Hobbes' argument, therefore, can be summarized thus: it is necessary to establish a civil society governed by law and order administered by a central authority in order to avoid socio-political feuds and discords.
Rousseau begins his essay by criticizing this assumption. Rousseau takes quite a cynical view of the Hobbes' vaunted civil society, and discusses how it has detached human beings from their ‘natural state’ of individual freedom in the pre-civilized societies.
The topic of the competition organized by the Dijon Academy was "What is the origin of inequality among men, and is it authorized by the natural law?" Rousseau seeks to answer precisely that, and discovers two variants of inequality among human beings. The first one is natural or physical inequality, which are our inborn features, over which we humans have absolutely no control. For example, some may be robust while others feeble, some may be tall and others short, some may have fairer complexions than others, and so on. Rousseau opines that such inequality is not a very important factor because this is not the prime reason of “inequality among men.” In fact, such physical disparity is common to all living beings; but the fact that other animals do not have as much ‘social inequality’ as humans proves that natural dissimilarity is not the cause of social discriminations.
It is, therefore, ‘moral inequality’ that divides people from people in a civil society, of which Rousseau seems to have a cynical opinion. He begins his discussion with describing the "Natural Man," a savage who only cares for himself and avoids confrontations with other humans and animals. The only things he needs in this world is “food, a female, and sleep”. In fact, this is where Rousseau’s Natural Man differs with what Hobbes had conceptualized: unlike his counterpart in Leviathan, the Natural Man in Discourse on Inequality does not face constant fear and anxiety.
The Discourse neither elaborates nor expresses any interest in the trajectory of development through which this Natural Man evolved into a member of civil society; Rousseau only acknowledges the complexity of the process. What is nevertheless important is that during this course of evolution, the modern man develops a sense of self-love (Original French: ‘Amour propre’) and subsequently creates Private Property, which has given rise to all the inequalities in the modern civil society.

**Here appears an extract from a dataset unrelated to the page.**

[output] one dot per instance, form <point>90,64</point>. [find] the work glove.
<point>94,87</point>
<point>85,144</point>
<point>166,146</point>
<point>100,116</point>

Rousseau dedicated this work to his birthplace Geneva, where he praised the state as a near-perfect republic. His view of Geneva, nevertheless, was more Utopian than true, describing a state where laws and institutions were stable and just, the well-behaving citizens lived in harmony, and peaceful friendship was maintained with the neighboring states. Geneva of his time was not actually that heaven; Rousseau probably depicted the idealistic regime he had always wished for, contrary to the bitter state of affairs in Paris where he had spent most of his days, and left bitterly afterwards.